A total of 155 patients were included and were predominantly male (90.7%) with a median age of 65 years (interquartile range [IQR]: 59-75). The main causes of chronic liver disease were hepatitis C infection (40.0%) and alcohol-related liver disease (34.2). Median OS and PFS were 7.7 (95% confidence interval [CI]: 5.8-14.0) and 5.3 months (95% CI: 2.8-9.2) respectively. Multivariate predictors of mortality were the need for dose reduction due to AEs (Hazard ratio [HR] 0.41, p < 0.01), new or worsening hypertension (HR 0.42, p < 0.01), diarrhoea (HR 0.47, p = 0.04) and more advanced BCLC stage (HR 2.50, p = 0.04). Multivariable predictors of disease progression were higher Child-Pugh score (HR 1.25, p = 0.04), the need for a dose reduction (HR 0.45, p < 0.01) and age (HR 0.96, p < 0.001). AEs occurred in 83.9% of patients with most being mild (71.6%).

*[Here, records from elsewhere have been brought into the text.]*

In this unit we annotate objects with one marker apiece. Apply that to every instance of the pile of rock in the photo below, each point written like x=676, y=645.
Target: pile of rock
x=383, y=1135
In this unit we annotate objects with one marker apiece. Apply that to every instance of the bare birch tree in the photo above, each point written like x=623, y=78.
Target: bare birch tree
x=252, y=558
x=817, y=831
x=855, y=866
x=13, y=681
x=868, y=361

Lenvatinib remains safe and effective in real-world use. Treatment emergent diarrhoea and hypertension, and the need for dose reduction appear to predict better OS.
肝细胞癌(HCC)是慢性肝病的严重并发症。仑伐替尼是一种已注册用于治疗晚期 HCC 的口服多激酶抑制剂。本研究评估了仑伐替尼在澳大利亚的真实世界应用经验。
我们对 2018 年 7 月至 2020 年 11 月在澳大利亚 11 家三级护理医院接受仑伐替尼治疗的晚期 HCC 患者进行了回顾性队列研究。收集了基线人口统计学数据、肿瘤特征、仑伐替尼剂量、不良事件(AE)和临床结局。总生存期(OS)是主要结局。无进展生存期(PFS)和 AE 是次要结局。
共纳入 155 例患者,主要为男性(90.7%),中位年龄 65 岁(四分位距 [IQR]:59-75)。慢性肝病的主要病因是丙型肝炎感染(40.0%)和酒精性肝病(34.2%)。中位 OS 和 PFS 分别为 7.7(95%置信区间 [CI]:5.8-14.0)和 5.3 个月(95% CI:2.8-9.2)。死亡的多变量预测因素是因 AE 需要减少剂量(风险比 [HR] 0.41,p<0.01)、新发或恶化的高血压(HR 0.42,p<0.01)、腹泻(HR 0.47,p=0.04)和更晚期的巴塞罗那临床肝癌分期(HR 2.50,p=0.04)。疾病进展的多变量预测因素是较高的 Child-Pugh 评分(HR 1.25,p=0.04)、需要减少剂量(HR 0.45,p<0.01)和年龄(HR 0.96,p<0.001)。83.9%的患者发生 AE,其中大多数为轻度(71.6%)。
仑伐替尼在真实世界中仍然安全有效。治疗后出现腹泻和高血压,以及需要减少剂量似乎可以预测更好的 OS。